The 89-year-old’s musings over death are a mirror of the times, as advances in medicine and technology, such as mechanical ventilators and feeding tubes, have not only helped to save more lives, they also at times prolong the process of dying, sometimes against people’s wishes.
When the right-to-die movement in the West began to flourish in the 1970s, emphasizing patients’ right to refuse life support, Chinese people generally died at home, accepting death and dying as part of the natural cycle of life.
Nowadays, more people in China spend their last days in hospital, with their dying process extended by costly medical interventions, which can neither reverse the underlying medical conditions nor improve their quality of life. Some aggressive end-of-life care even increases patients’ suffering.
This has given rise to the crusade for people’s right to decide whether to refuse life support when reaching the terminal phase of an illness, and today the discussions about the endof-life decision to forgo or stop life support are beginning to gain traction in China, as the country is aging at an unprecedented rate.
China is predicted to overtake Japan to become the world’s most aging society by 2030, and about one in four people in the country will be aged 65 or above by 2050. The aging population is now considered a major reason for the rise in the national cancer rate, which has climbed to an alarming height, with six new cancer patients being diagnosed every minute. One in seven people who have cancer will die.
A rapidly aging society entails increased risks of aging-associated illnesses, such as cancer, heart disease and strokes. People should think ahead about their dying and whether they want life support as they might not be in a position to choose when the time comes.
There is no specific law in China at present entitling people to refuse life support to avoid experiencing a painful death.
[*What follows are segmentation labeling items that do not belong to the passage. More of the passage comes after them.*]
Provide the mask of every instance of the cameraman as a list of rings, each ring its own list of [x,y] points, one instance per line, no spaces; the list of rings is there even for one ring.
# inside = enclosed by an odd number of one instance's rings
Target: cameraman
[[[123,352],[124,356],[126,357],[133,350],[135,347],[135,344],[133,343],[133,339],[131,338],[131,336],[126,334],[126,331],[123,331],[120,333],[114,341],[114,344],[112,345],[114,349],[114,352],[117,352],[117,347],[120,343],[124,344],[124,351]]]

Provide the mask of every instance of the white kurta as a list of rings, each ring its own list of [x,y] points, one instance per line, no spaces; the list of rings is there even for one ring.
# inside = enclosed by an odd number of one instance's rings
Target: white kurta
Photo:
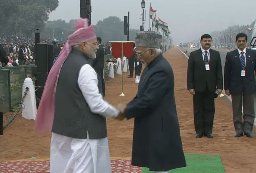
[[[91,111],[106,117],[116,117],[119,111],[99,93],[96,72],[83,65],[77,83]],[[53,133],[51,144],[51,173],[111,173],[108,138],[77,139]]]

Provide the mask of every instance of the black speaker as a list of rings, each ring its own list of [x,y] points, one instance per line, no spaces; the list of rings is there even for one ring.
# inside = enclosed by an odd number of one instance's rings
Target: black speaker
[[[51,69],[53,65],[53,45],[48,44],[48,65],[47,67],[47,72],[50,72]]]
[[[80,9],[80,16],[83,19],[87,18],[87,13],[86,12],[86,9],[85,8],[81,8]]]
[[[37,72],[35,82],[36,86],[36,95],[39,99],[41,99],[41,97],[42,96],[44,87],[48,76],[48,73]],[[37,102],[36,106],[37,108],[38,108],[39,103]]]
[[[44,86],[48,76],[48,73],[37,72],[36,76],[36,86]]]
[[[85,0],[80,0],[80,8],[85,8]]]
[[[48,44],[36,44],[36,65],[37,67],[37,72],[47,72],[48,71]]]
[[[140,31],[143,31],[143,26],[140,25]]]
[[[128,28],[128,17],[126,16],[124,16],[124,35],[127,35],[127,31]]]
[[[31,76],[32,77],[36,76],[36,67],[31,67]]]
Family members generally make the decision, and in most cases, they try hard to get medical treatment that might prolong the lives of their loved ones, even though the patients might not want the treatment.
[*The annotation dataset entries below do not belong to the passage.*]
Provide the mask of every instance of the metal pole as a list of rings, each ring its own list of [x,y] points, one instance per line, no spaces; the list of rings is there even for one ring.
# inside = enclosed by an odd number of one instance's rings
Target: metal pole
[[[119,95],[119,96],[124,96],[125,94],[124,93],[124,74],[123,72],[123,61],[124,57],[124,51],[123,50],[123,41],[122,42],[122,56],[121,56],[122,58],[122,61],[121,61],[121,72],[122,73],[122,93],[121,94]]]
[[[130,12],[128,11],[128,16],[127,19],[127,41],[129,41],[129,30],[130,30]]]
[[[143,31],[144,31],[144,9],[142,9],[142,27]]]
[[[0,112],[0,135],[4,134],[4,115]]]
Despite his repeated request for a quick exit, the writer Ba Jin was bedridden and hooked up to life-sustaining facilities for six years before he died of cancer and other diseases at the age of 100 in 2005. As he said, he was forced to linger on because people wanted him to.
An association was recently founded in Beijing, the first of its kind in China, to promote the concept that it is necessary for each adult to sign a living will in advance about their wishes regarding lifeprolonging treatment, in the event of either terminal illness or being in a permanent vegetative state that disables them from speaking for themselves.
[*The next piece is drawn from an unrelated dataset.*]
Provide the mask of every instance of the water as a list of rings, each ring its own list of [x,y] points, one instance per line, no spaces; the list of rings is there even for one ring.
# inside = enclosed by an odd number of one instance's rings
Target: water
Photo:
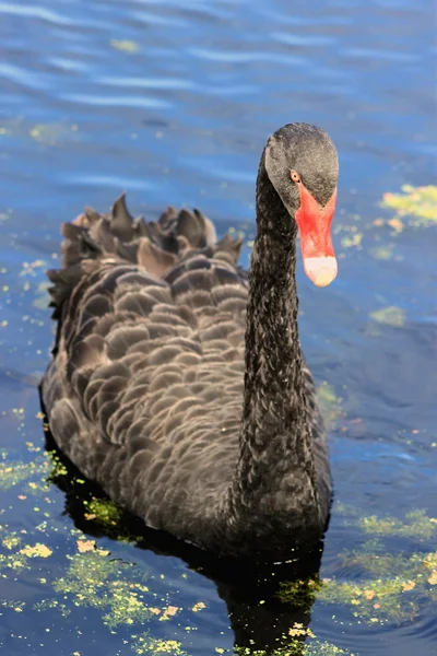
[[[307,654],[437,653],[437,229],[379,207],[435,180],[433,32],[430,0],[0,2],[2,654],[272,653],[286,634],[294,655],[308,623]],[[255,585],[163,537],[117,540],[141,527],[84,506],[98,491],[59,464],[47,482],[44,271],[60,223],[123,189],[135,213],[199,206],[241,231],[247,265],[258,159],[292,120],[323,127],[341,161],[339,278],[317,290],[299,270],[335,503],[323,585],[290,567]]]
The living-will campaign can go beyond the express purpose of advocating a patient’s autonomy. The lifeprolonging therapy that keeps the terminally ill alive on the brink of death often results in a painful and emotionally wrenching experience, and it can eat up a family’s savings.
Some patients prematurely end their lives to save themselves from suffering and their loved ones from backbreaking medical bills. A 67-year-old woman in Wuhan who had terminal colon cancer drowned herself earlier this year with the help of her husband, who said she wanted to put an end to her pain. The old man was recently given a four-year sentence.
It may sound ruthless to talk about saving medical resources by withholding or withdrawing life support for the terminally ill, but the rational use of available resources could give more people the chance of life.
Besides, termination of life support in the last days does not necessarily point to medical inaction. End-of-life services, such as hospice care, are aimed at alleviating suffering and maximizing the quality of life for dying patients and it tends to cost less than conventional treatment, as some studies show.
Death as a natural process, anticipated under less expensive hospice and palliative care rather than aggressive medical intervention, can serve as a viable solution. It embodies patients’ autonomy and helps optimize the use of medical resources, which holds significant meaning at a time when the rapidly aging society is putting unrelenting pressure on the country’s medical system.
It will require the determination and effort to compare the examples of other countries and regions and then enact a natural death act and legalize living wills that conform to the nation’s conditions, but the pitfalls of a rapidly aging population simply leave no leeway for the country to sidestep the issue any longer.